- Firstly, UK inflation is low and is likely to fall.
- The UK has a reasonably large current account deficit (about 3.5% of GDP) but it is not unmanageable. The UK doesn't have a balance of payments crisis
The Pound is steadily falling because:
- Previously it was punching above its weight - you could say it was overvalued at least against the dollar. So its current decline is in a way returning to 1996 levels when the Pound was very weak against the D-Mark
- Large Cuts in UK interest rates which make it less attractive to save in UK
- UK recession is deeper than anywhere else so interest rates could keep falling to 0%.

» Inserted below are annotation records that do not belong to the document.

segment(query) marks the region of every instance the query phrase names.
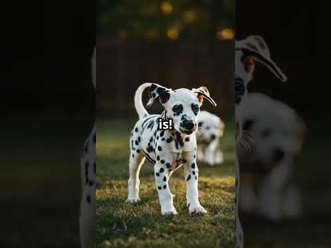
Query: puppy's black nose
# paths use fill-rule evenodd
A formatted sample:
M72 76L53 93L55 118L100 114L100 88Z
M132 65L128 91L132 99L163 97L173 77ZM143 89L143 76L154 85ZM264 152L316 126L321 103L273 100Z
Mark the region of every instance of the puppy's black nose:
M274 149L273 158L274 162L277 163L284 158L285 152L281 148L276 148Z
M185 121L183 124L184 127L188 130L192 130L194 128L194 123L192 121Z

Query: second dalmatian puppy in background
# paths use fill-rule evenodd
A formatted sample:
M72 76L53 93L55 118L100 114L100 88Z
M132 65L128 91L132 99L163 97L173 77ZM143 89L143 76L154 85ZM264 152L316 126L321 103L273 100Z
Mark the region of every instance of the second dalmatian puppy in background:
M201 111L199 118L197 135L197 159L209 165L223 162L223 153L219 149L219 138L223 136L225 125L221 118L207 111Z

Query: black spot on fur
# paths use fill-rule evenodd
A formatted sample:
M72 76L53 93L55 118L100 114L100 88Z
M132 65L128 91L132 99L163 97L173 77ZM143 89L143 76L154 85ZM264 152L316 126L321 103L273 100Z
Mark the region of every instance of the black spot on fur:
M191 104L191 108L192 108L192 111L193 111L193 113L194 114L194 115L197 115L198 113L199 113L199 105L192 103Z
M172 141L173 141L172 137L169 137L167 138L166 141L167 141L167 143L171 143Z
M151 120L148 125L147 125L147 128L150 128L150 130L152 130L154 127L154 120Z
M245 94L245 85L242 79L237 78L234 83L235 103L239 104Z
M172 112L174 116L178 116L183 113L183 105L181 104L175 105L172 107Z
M254 120L252 118L249 118L245 120L243 124L243 130L250 131L252 130L252 127L254 124Z

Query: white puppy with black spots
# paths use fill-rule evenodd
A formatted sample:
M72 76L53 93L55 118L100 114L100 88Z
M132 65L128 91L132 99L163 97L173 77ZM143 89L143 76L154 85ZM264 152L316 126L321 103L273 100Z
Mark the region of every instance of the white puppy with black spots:
M141 96L149 88L147 106L159 101L164 107L161 115L149 114ZM198 89L172 90L156 83L140 85L134 95L134 106L139 116L130 137L130 178L127 201L136 203L139 198L139 171L145 158L154 165L155 183L162 215L177 214L173 195L169 188L169 178L181 165L187 184L186 200L190 214L206 214L199 200L197 165L197 140L200 107L203 99L216 106L205 87ZM173 129L159 128L159 120L172 119Z
M223 162L223 153L219 149L219 138L224 133L224 123L215 114L201 111L199 116L197 158L210 165Z
M240 205L240 169L237 151L246 146L247 134L243 132L241 115L243 100L247 96L247 85L253 78L255 62L268 68L281 81L286 76L270 56L269 48L264 39L257 35L235 42L235 116L236 116L236 248L243 247L243 233L239 216Z
M243 129L254 142L251 151L239 156L241 209L274 222L297 217L301 203L294 158L301 149L305 125L292 108L264 94L248 94L243 104Z

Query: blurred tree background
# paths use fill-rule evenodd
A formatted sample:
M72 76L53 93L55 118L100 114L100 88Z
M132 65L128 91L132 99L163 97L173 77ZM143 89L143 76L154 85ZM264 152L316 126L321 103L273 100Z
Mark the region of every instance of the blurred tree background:
M100 0L99 116L137 118L134 91L153 82L205 85L219 106L204 109L233 119L234 7L234 0Z

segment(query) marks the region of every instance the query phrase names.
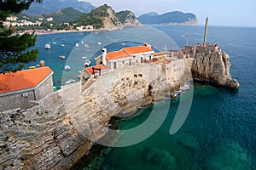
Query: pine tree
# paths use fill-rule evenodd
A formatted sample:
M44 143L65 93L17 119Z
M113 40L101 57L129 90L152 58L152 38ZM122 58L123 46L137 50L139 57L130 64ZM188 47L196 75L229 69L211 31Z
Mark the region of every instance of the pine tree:
M0 73L17 71L26 63L37 60L38 49L32 49L37 36L28 33L19 35L14 29L3 26L10 14L16 14L29 8L32 3L43 0L0 0Z

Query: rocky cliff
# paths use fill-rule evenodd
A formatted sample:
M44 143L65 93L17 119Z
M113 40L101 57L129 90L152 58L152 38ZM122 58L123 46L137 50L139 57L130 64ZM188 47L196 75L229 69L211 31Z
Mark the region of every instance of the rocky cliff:
M231 77L230 57L218 46L195 46L191 72L194 78L213 82L231 88L238 88L239 82Z
M194 14L183 13L180 11L168 12L163 14L151 12L142 14L138 17L138 20L145 25L198 25L196 16Z
M141 26L142 24L138 21L135 14L131 11L121 11L116 14L116 16L125 26Z
M64 87L26 110L0 112L1 169L68 169L106 133L110 118L170 97L193 59L143 64Z
M115 11L107 4L93 9L90 14L103 20L103 30L113 31L123 29L125 26L140 26L141 23L131 11Z

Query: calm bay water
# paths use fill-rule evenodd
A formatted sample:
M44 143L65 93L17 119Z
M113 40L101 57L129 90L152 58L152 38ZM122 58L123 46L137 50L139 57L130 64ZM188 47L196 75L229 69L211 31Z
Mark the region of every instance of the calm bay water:
M186 34L189 44L203 40L203 26L154 27L170 36L179 47L186 43ZM54 70L55 85L61 85L66 62L58 56L69 56L74 44L86 35L89 33L38 37L39 60L44 60ZM52 44L50 50L44 49L46 42L54 41L57 43ZM165 122L148 139L132 146L112 148L90 166L74 168L256 169L256 28L210 26L208 42L214 41L230 54L231 75L241 85L238 91L195 82L189 116L177 133L170 135L169 129L180 98L186 97L186 94L172 100L171 106L169 100L163 100L119 121L121 129L129 129L147 119L153 107L159 107L160 116L161 110L170 106ZM61 43L66 46L61 47ZM134 44L137 43L126 42L126 45ZM122 45L114 43L109 47L117 50ZM84 54L79 54L79 57ZM83 65L77 69L81 68Z

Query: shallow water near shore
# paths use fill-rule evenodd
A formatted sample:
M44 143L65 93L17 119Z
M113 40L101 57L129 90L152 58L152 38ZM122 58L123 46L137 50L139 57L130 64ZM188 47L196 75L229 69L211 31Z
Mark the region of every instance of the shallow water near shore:
M189 44L203 39L203 26L154 27L170 36L179 47L185 44L186 34ZM44 47L47 38L52 40L56 36L71 44L70 48L65 48L68 55L75 42L86 35L72 33L73 40L68 39L70 34L40 36L40 47L42 43ZM45 42L42 42L43 40ZM256 169L256 29L210 26L208 41L215 41L223 52L230 54L230 73L239 81L239 90L194 82L192 106L177 133L170 135L169 130L180 99L186 98L186 93L171 100L171 105L170 100L165 99L118 122L120 129L129 129L143 122L153 107L159 108L160 116L161 110L169 108L164 123L145 141L132 146L112 148L106 154L99 155L95 161L96 167L78 166L74 169ZM113 48L119 47L122 46L115 44ZM45 55L54 48L50 50L41 49L39 56L52 65L56 74L55 84L60 84L58 79L61 77L65 62L59 59L49 60L53 56ZM60 46L60 51L55 52L55 55L65 50Z

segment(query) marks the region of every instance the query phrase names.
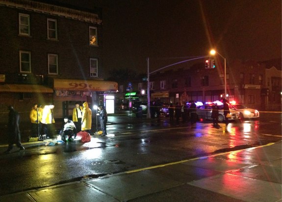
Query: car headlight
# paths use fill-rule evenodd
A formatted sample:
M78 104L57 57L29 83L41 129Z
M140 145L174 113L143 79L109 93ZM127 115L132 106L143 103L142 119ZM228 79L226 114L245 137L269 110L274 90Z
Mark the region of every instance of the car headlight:
M248 110L245 110L244 111L244 113L245 113L246 115L250 115L251 114L251 112Z

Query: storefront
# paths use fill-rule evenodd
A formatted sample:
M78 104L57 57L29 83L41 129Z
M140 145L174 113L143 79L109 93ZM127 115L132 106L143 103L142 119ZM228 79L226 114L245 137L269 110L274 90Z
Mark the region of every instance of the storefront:
M55 118L71 117L76 102L82 104L87 101L92 109L93 105L103 104L100 95L105 92L116 92L118 88L116 82L103 80L55 78L52 82Z
M53 89L39 85L3 84L0 85L0 122L6 122L7 106L12 105L20 113L22 122L29 121L29 112L34 103L52 100Z

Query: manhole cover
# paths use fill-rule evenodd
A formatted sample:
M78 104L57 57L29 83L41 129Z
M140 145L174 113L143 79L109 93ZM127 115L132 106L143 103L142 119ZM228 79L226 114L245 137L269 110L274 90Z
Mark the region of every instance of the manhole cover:
M105 160L104 162L106 163L116 163L120 162L120 161L116 159L107 159Z

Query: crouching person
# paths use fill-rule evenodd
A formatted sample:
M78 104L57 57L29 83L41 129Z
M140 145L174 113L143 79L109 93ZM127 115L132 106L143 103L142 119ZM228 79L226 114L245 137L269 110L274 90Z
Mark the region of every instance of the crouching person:
M73 135L75 135L77 133L76 126L74 122L71 120L69 120L68 117L64 118L64 124L62 129L60 131L61 139L64 142L67 140L69 141L73 141Z

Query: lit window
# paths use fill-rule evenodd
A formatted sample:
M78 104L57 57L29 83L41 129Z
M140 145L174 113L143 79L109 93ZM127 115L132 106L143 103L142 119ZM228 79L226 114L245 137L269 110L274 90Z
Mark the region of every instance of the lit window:
M166 89L166 81L160 81L160 89Z
M97 27L93 26L89 27L89 44L98 45Z
M48 38L57 39L57 21L54 19L47 19Z
M150 82L150 90L154 90L154 81Z
M178 84L177 79L172 80L172 84L171 87L172 89L177 89L178 87Z
M21 35L29 36L30 27L29 24L29 15L19 14L19 33Z
M31 72L30 52L20 51L20 64L21 72L30 73Z
M98 77L98 60L95 58L90 58L90 76L91 77Z
M58 55L48 54L48 73L58 74Z
M120 92L124 92L124 85L120 85Z
M138 83L138 90L141 90L142 88L142 83Z

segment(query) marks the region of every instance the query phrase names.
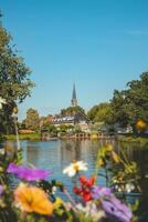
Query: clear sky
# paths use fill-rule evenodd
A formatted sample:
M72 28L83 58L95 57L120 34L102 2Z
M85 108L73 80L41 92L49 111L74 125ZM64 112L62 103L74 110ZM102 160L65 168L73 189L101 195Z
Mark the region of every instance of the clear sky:
M41 115L71 104L88 110L148 70L147 0L0 0L36 87L20 105Z

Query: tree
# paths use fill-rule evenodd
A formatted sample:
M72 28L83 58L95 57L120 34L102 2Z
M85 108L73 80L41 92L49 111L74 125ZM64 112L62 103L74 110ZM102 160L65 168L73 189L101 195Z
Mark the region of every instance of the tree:
M25 125L27 125L27 129L30 129L30 130L40 129L40 117L36 110L30 108L27 111Z
M94 105L88 112L87 117L93 122L104 122L105 124L112 123L112 107L110 103L104 102L98 105Z
M61 110L61 114L62 115L75 115L75 114L86 115L84 109L78 105L77 107L68 107L66 109L63 109L63 110Z
M11 40L11 36L0 23L0 97L7 101L0 111L0 131L9 130L6 127L11 125L13 108L30 95L33 87L29 79L31 72L18 56Z
M128 82L127 87L127 90L114 92L112 108L115 122L131 125L136 132L139 120L148 124L148 72L144 72L139 80Z

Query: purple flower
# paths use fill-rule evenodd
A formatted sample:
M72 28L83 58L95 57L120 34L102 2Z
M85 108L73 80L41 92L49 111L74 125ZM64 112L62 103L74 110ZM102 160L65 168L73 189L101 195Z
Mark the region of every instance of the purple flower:
M3 186L2 185L0 185L0 195L2 195L2 193L3 193Z
M14 163L10 163L8 169L8 173L13 173L20 179L24 179L25 181L39 181L45 180L51 172L34 168L28 168L25 165L15 165Z
M110 195L110 194L112 194L112 190L109 188L105 188L101 185L96 185L92 190L92 195L94 199L99 199L99 198Z
M18 165L15 165L14 163L10 163L8 169L7 169L8 173L17 173L18 172Z
M133 218L131 211L126 204L119 201L114 194L102 201L104 211L108 216L115 219L118 222L130 222Z

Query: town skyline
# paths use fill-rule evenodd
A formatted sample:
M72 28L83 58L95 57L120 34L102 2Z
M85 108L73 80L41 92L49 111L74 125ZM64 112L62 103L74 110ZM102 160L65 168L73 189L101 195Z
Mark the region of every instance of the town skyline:
M73 82L86 111L148 70L148 2L1 0L2 23L32 70L31 98L41 115L70 107Z

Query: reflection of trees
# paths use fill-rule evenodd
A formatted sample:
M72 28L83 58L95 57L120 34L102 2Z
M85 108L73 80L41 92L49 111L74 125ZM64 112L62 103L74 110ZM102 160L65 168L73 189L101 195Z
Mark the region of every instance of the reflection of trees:
M80 141L61 141L61 159L63 162L72 162L81 160L81 143Z
M139 221L147 221L148 218L148 149L141 147L139 143L121 143L119 145L129 161L135 161L138 167L140 180L139 185L141 188L141 196L139 199L139 206L137 210L137 215L140 216Z
M38 165L40 160L40 147L27 145L27 162Z

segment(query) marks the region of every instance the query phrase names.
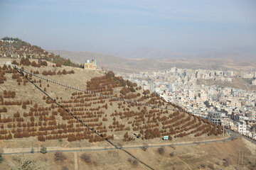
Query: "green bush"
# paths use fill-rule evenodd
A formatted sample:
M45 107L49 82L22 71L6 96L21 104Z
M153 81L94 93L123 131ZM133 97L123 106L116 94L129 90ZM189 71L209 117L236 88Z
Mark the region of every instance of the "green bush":
M46 154L47 153L47 148L43 146L41 147L41 149L40 149L40 153Z

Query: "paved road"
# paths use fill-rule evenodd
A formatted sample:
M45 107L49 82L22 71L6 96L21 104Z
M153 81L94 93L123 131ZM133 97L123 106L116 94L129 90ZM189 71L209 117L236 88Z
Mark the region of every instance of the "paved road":
M251 142L253 143L254 144L256 144L256 141L255 141L255 140L251 140L251 139L249 139L249 138L247 137L244 137L244 136L242 136L241 134L234 132L233 131L231 131L231 130L227 130L227 132L230 132L230 135L233 135L233 136L235 136L236 137L243 137L244 139L245 139L245 140Z
M226 139L221 139L221 140L210 140L210 141L206 141L206 142L189 142L189 143L181 143L181 144L172 144L172 143L166 143L166 144L148 144L148 147L164 147L164 146L172 146L172 147L176 147L176 146L186 146L186 145L194 145L194 144L208 144L208 143L215 143L215 142L225 142L225 141L228 141L228 140L233 140L234 139L236 139L239 137L239 136L237 135L237 134L235 133L231 133L230 135L230 137ZM137 145L137 146L124 146L122 147L122 149L139 149L142 148L142 147L143 147L143 145ZM83 148L76 148L74 149L72 149L71 148L56 148L56 149L52 149L50 150L48 150L48 153L50 152L55 152L58 150L61 150L63 152L90 152L90 151L102 151L102 150L114 150L114 149L119 149L114 147L109 147L109 148L94 148L94 149L83 149ZM27 149L27 150L30 150ZM9 153L3 153L3 154L20 154L21 152L9 152ZM31 152L29 151L25 151L23 152L23 153L24 154L31 154Z

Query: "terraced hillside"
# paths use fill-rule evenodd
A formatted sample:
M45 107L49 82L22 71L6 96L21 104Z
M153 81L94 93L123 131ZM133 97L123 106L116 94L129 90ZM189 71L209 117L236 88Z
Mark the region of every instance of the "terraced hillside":
M46 61L73 67L82 67L75 64L69 59L55 55L37 45L23 41L17 38L5 37L0 40L0 57L43 59Z
M80 141L92 146L106 138L116 144L141 144L161 142L164 136L183 142L223 134L221 127L182 112L112 72L59 67L50 62L38 67L37 60L1 60L31 73L1 66L2 146L78 146Z

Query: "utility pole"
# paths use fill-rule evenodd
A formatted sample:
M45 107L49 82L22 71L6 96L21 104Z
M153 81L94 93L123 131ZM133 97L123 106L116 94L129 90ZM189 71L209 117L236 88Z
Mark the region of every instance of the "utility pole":
M224 137L224 125L223 125L223 137Z

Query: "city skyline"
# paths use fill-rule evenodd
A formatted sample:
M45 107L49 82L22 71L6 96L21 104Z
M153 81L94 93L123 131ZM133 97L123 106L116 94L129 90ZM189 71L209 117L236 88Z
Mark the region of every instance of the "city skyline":
M114 53L253 51L253 1L1 1L1 37L48 50Z

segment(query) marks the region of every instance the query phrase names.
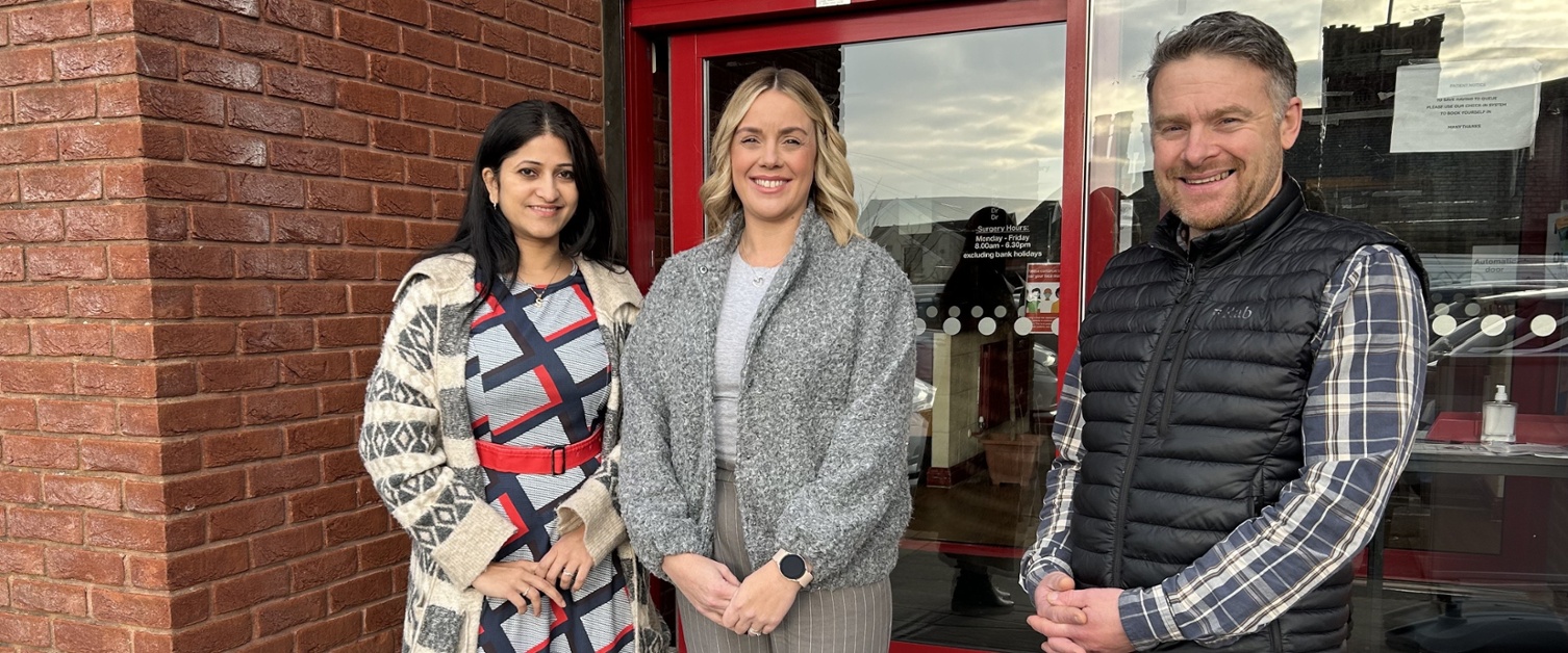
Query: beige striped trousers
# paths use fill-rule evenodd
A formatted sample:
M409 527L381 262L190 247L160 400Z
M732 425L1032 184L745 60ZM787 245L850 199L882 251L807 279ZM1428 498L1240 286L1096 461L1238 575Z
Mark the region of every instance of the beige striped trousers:
M745 579L750 556L740 529L735 473L718 468L713 487L713 557ZM679 592L677 592L679 593ZM679 598L681 630L690 653L887 653L892 589L887 579L861 587L808 590L771 634L734 634Z

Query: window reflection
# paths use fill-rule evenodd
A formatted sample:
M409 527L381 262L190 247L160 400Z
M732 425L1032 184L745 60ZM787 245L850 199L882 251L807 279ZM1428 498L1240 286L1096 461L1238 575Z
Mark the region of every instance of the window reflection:
M1432 276L1425 440L1369 554L1352 647L1436 650L1449 628L1474 639L1444 650L1568 648L1568 526L1548 526L1568 521L1568 5L1091 3L1088 204L1118 215L1121 249L1162 210L1142 77L1157 33L1221 9L1297 55L1305 127L1286 168L1314 208L1399 235ZM1497 385L1515 445L1479 443Z

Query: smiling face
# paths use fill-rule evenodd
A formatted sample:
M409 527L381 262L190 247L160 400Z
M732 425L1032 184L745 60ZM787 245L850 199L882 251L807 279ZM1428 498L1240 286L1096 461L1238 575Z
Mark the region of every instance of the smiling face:
M1269 75L1234 56L1196 55L1159 70L1149 91L1154 183L1193 238L1242 222L1279 191L1301 99L1278 116Z
M489 200L500 205L519 247L558 244L561 229L577 211L577 179L566 141L550 133L535 136L483 175Z
M817 164L815 128L795 100L764 91L729 144L729 174L746 222L797 219Z

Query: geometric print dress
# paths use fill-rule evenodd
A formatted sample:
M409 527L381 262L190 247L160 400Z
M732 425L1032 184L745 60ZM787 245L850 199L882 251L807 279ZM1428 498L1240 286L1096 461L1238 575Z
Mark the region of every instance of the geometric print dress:
M610 395L610 359L577 269L543 288L495 283L475 315L466 382L477 440L549 448L599 435ZM517 528L494 562L543 559L558 537L555 509L599 464L601 457L593 457L563 474L514 474L486 467L486 500ZM630 593L613 554L593 567L582 590L561 595L564 606L541 597L539 617L486 597L480 651L630 650Z

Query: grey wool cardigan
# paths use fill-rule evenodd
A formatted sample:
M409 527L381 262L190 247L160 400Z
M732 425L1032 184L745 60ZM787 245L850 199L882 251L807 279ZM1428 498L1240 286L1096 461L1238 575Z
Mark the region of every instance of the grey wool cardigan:
M665 263L627 340L621 506L643 562L713 551L713 349L740 218ZM909 523L914 294L808 208L748 334L735 485L751 570L787 550L811 589L881 581ZM750 570L748 570L750 572Z
M610 354L604 465L558 507L560 529L582 525L594 561L616 554L632 593L635 651L665 653L668 636L648 595L615 507L619 481L621 381L615 374L641 294L629 274L579 258ZM511 537L511 521L485 501L464 390L474 258L447 254L414 265L397 290L381 359L365 387L359 454L376 492L412 540L403 650L472 653L485 597L470 587Z

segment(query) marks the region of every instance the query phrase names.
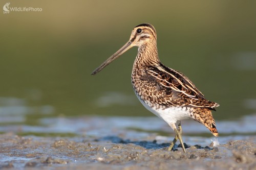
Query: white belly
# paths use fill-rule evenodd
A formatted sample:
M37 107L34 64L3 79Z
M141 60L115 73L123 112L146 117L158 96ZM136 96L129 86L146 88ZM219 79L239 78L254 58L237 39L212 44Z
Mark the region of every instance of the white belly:
M149 111L155 114L158 117L163 119L170 126L170 124L176 123L177 121L185 119L191 117L190 113L186 110L185 107L172 107L165 109L158 109L155 107L151 107L148 104L142 101L138 95L138 98L142 105Z

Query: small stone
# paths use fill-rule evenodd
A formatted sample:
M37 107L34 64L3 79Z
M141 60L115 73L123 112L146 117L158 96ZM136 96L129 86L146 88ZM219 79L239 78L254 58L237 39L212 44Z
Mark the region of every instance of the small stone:
M219 149L217 147L214 147L212 150L214 152L219 152Z
M195 155L194 154L191 154L190 155L188 156L188 159L195 159L197 158L197 156Z
M199 144L196 144L194 146L195 146L195 147L197 148L197 149L202 149L202 147Z
M37 164L36 162L29 162L25 164L25 167L35 167Z
M215 156L214 159L221 159L221 156Z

- Speculation - Investors are making alot of money out of the falling pound; with shares in the doldrums betting on exchange rates is one of the few ways to try and make a decent return. There is an element that the weakness of the pound is feeding on itself.
True, the UK recession is deeper than elsewhere, but rates in Europe are likely to keep falling as Germany and France go deeper into recession as well.
People point to high levels of government borrowing in the UK. But, high levels of borrowing only have a limited impact on the exchange rate. Furthermore, UK public sector debt is not any worse than other OECD economies.
Is it a problem that the Pound is falling?
Not really. The usual inflationary impact of a falling exchange rate is muted because of the recession. It will provide some help to our beleaguered exporters.